The United Nations Commission of Experts on International Financial and Monetary Reforms, chaired by Nobel-prize winning economist Joseph Stiglitz and comprised of a host of distinguished academics, including former finance ministers and central bank heads from around the world, issued this warning in the aftermath of the global financial crisis: “Agreements that restrict a country’s ability to revise its regulatory regime—including not only domestic prudential but, crucially, capital account regulations—obviously have to be altered, in light of what has been learned about deficiencies in this crisis. In particular, there is concern that existing agreements under the WTO’s Financial Services Agreement might, were they enforced, impede countries from revising their regulatory structures in ways that would promote growth, equity, and stability.” The 2011 UNCTAD Trade and Development Report, released this fall, includes similar concerns.
The United States and much of the world are still reeling from the 2008 global financial crisis, which has created the greatest unemployment crisis in the United States in decades. In various fora – from national legislatures to the G-20 to the UN – governments have promoted reregulation of the financial sector. We understand that a group of WTO member countries are advancing a proposal in the Committee on Trade in Financial Services for inclusion of a rather modest paragraph in the Declaration for the pending 8th Ministerial Conference. This paragraph calls on the Committee on Trade in Financial Services to review WTO rules on financial services in light of the crisis to promote and ensure sufficient policy space for macroprudential regulation. It is precisely because there are differing opinions as to whether current WTO rules provide sufficient policy space that members should engage in this timely conversation. We strongly urge the Obama administration to support this smart proposal, both within the Committee and in the General Council.

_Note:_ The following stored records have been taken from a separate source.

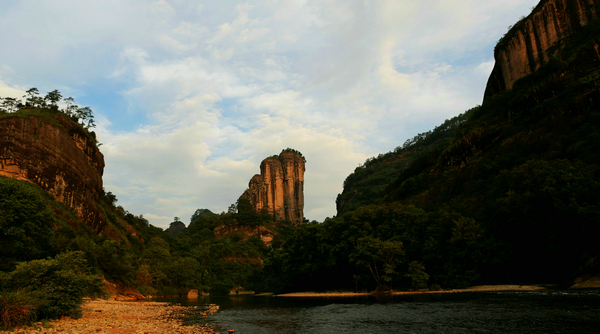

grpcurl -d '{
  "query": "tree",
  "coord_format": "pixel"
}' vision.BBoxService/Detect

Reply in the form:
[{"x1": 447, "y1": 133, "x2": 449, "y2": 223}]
[
  {"x1": 44, "y1": 89, "x2": 62, "y2": 108},
  {"x1": 190, "y1": 209, "x2": 215, "y2": 223},
  {"x1": 2, "y1": 97, "x2": 18, "y2": 113},
  {"x1": 404, "y1": 261, "x2": 429, "y2": 290},
  {"x1": 0, "y1": 177, "x2": 54, "y2": 271},
  {"x1": 350, "y1": 236, "x2": 404, "y2": 291},
  {"x1": 23, "y1": 87, "x2": 40, "y2": 107}
]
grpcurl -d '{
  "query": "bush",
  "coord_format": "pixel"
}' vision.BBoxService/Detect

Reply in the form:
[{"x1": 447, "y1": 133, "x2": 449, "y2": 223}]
[
  {"x1": 3, "y1": 251, "x2": 104, "y2": 318},
  {"x1": 0, "y1": 291, "x2": 38, "y2": 330}
]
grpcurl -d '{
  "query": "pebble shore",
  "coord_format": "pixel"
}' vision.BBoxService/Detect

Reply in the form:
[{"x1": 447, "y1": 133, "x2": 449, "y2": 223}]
[{"x1": 0, "y1": 300, "x2": 223, "y2": 334}]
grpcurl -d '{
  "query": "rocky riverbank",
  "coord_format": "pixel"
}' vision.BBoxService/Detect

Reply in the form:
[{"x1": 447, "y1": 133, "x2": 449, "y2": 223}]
[{"x1": 0, "y1": 300, "x2": 227, "y2": 334}]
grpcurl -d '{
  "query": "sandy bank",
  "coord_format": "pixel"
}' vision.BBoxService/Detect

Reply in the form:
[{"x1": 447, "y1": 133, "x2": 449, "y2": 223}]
[
  {"x1": 276, "y1": 285, "x2": 547, "y2": 297},
  {"x1": 0, "y1": 300, "x2": 221, "y2": 334}
]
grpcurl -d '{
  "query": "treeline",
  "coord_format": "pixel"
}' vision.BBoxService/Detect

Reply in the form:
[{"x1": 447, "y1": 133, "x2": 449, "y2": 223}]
[
  {"x1": 336, "y1": 20, "x2": 600, "y2": 286},
  {"x1": 0, "y1": 177, "x2": 280, "y2": 328},
  {"x1": 260, "y1": 203, "x2": 493, "y2": 292},
  {"x1": 0, "y1": 87, "x2": 96, "y2": 131}
]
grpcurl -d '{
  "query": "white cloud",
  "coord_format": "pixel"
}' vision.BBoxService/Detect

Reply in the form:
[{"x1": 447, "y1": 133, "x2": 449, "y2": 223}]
[{"x1": 0, "y1": 0, "x2": 537, "y2": 227}]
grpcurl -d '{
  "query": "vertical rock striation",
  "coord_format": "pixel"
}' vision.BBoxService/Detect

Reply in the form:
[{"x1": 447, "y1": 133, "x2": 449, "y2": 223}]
[
  {"x1": 0, "y1": 113, "x2": 106, "y2": 233},
  {"x1": 484, "y1": 0, "x2": 600, "y2": 99},
  {"x1": 241, "y1": 151, "x2": 305, "y2": 224}
]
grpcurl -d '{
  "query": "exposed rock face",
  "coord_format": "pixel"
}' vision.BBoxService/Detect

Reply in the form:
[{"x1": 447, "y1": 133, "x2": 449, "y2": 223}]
[
  {"x1": 484, "y1": 0, "x2": 600, "y2": 98},
  {"x1": 241, "y1": 151, "x2": 305, "y2": 224},
  {"x1": 0, "y1": 114, "x2": 106, "y2": 233}
]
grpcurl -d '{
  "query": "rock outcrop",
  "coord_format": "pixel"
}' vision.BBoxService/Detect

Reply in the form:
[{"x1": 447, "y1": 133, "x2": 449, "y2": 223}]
[
  {"x1": 0, "y1": 112, "x2": 106, "y2": 233},
  {"x1": 484, "y1": 0, "x2": 600, "y2": 99},
  {"x1": 241, "y1": 150, "x2": 305, "y2": 224}
]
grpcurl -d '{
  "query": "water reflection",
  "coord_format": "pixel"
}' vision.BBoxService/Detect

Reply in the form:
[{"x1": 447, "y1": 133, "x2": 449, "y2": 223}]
[{"x1": 155, "y1": 290, "x2": 600, "y2": 334}]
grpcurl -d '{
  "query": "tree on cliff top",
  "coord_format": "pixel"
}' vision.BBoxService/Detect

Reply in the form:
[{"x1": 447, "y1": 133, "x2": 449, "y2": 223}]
[
  {"x1": 279, "y1": 147, "x2": 306, "y2": 163},
  {"x1": 0, "y1": 87, "x2": 96, "y2": 131}
]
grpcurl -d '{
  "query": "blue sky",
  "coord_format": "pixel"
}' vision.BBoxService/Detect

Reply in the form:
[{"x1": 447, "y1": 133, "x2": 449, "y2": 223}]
[{"x1": 0, "y1": 0, "x2": 538, "y2": 227}]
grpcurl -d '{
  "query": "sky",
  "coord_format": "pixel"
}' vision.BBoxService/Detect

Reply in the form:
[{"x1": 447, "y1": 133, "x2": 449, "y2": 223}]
[{"x1": 0, "y1": 0, "x2": 538, "y2": 228}]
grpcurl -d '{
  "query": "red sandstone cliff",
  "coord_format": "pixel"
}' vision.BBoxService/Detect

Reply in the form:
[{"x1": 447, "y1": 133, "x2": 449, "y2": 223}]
[
  {"x1": 485, "y1": 0, "x2": 600, "y2": 98},
  {"x1": 0, "y1": 113, "x2": 106, "y2": 233},
  {"x1": 241, "y1": 151, "x2": 305, "y2": 224}
]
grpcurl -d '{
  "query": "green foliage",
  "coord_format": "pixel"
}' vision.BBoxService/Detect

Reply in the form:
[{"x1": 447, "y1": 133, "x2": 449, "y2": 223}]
[
  {"x1": 276, "y1": 147, "x2": 306, "y2": 163},
  {"x1": 350, "y1": 236, "x2": 404, "y2": 291},
  {"x1": 405, "y1": 261, "x2": 429, "y2": 290},
  {"x1": 0, "y1": 291, "x2": 38, "y2": 330},
  {"x1": 0, "y1": 177, "x2": 53, "y2": 271},
  {"x1": 3, "y1": 252, "x2": 103, "y2": 318},
  {"x1": 0, "y1": 87, "x2": 97, "y2": 143},
  {"x1": 336, "y1": 108, "x2": 468, "y2": 215}
]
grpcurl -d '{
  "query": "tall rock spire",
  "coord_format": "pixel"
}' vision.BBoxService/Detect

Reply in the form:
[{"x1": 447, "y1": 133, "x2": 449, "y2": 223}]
[{"x1": 241, "y1": 149, "x2": 305, "y2": 224}]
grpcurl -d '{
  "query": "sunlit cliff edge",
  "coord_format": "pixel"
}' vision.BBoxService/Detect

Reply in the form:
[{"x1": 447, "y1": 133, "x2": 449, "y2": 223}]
[{"x1": 485, "y1": 0, "x2": 600, "y2": 98}]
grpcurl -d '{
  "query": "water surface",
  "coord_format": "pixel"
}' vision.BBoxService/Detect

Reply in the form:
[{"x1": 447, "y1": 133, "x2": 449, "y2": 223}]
[{"x1": 154, "y1": 290, "x2": 600, "y2": 334}]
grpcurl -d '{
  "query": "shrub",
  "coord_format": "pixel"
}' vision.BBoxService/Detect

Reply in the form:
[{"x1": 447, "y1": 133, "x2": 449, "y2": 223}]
[
  {"x1": 4, "y1": 251, "x2": 104, "y2": 318},
  {"x1": 0, "y1": 291, "x2": 38, "y2": 329}
]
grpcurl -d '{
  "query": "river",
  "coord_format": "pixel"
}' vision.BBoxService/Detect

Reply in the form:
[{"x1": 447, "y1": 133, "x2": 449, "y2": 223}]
[{"x1": 157, "y1": 290, "x2": 600, "y2": 334}]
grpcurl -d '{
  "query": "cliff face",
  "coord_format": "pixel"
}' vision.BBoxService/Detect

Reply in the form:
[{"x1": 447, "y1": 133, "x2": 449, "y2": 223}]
[
  {"x1": 0, "y1": 114, "x2": 106, "y2": 233},
  {"x1": 484, "y1": 0, "x2": 600, "y2": 98},
  {"x1": 241, "y1": 152, "x2": 305, "y2": 224}
]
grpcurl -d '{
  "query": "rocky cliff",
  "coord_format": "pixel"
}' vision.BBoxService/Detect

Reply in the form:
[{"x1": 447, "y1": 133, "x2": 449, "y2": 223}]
[
  {"x1": 241, "y1": 150, "x2": 305, "y2": 224},
  {"x1": 0, "y1": 111, "x2": 106, "y2": 233},
  {"x1": 485, "y1": 0, "x2": 600, "y2": 98}
]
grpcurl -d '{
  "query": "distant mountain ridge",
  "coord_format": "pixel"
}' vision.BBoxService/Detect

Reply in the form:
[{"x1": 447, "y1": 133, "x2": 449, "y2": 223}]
[
  {"x1": 485, "y1": 0, "x2": 600, "y2": 98},
  {"x1": 337, "y1": 0, "x2": 600, "y2": 284}
]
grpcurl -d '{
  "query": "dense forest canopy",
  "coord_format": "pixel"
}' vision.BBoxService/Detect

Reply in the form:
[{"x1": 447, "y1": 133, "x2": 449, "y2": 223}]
[{"x1": 0, "y1": 4, "x2": 600, "y2": 328}]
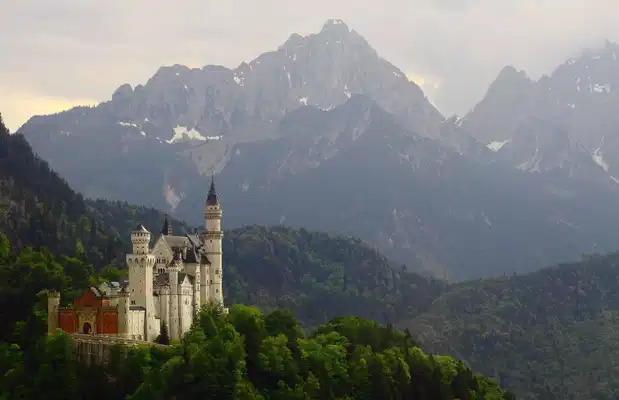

We look forward to hearing from you and to learning about how the Obama administration can work at the WTO to promote its goal of enhanced financial stability through improved regulation. Supporting the proposal at the 8th Ministerial Conference for a forward workplan at WTO that includes review of the WTO rules for trade in financial services to ensure their compatibility with the global consensus for improved regulation would be an important first step.
To be in touch with any of the letter signatories, please contact Lori Wallach at Public Citizen (202-454-5107).
Sincerely,
AFL-CIO
Americans for Financial Reform
Citizens Trade Campaign
Consumer Watchdog
Public Citizen
U.S. Public Interest Research Group (PIRG)
Cc: United States Trade Representative Ron Kirk; U.S. Treasury Secretary Timothy Geithner; The Honorable Michael Froman, Deputy Assistant to the President and Deputy National Security Advisor for International Economic Affairs
Why do we have to do things within the WTO?
It is certainly worth telling USTR to stop negotiating away our ability to engage in sensible policies (thank you!), but why even bother keeping us in the WTO?
We should pull out of the WTO. If we need to engage in some kind of important regulation, and some other countries don't agree, then we should do what we need to do.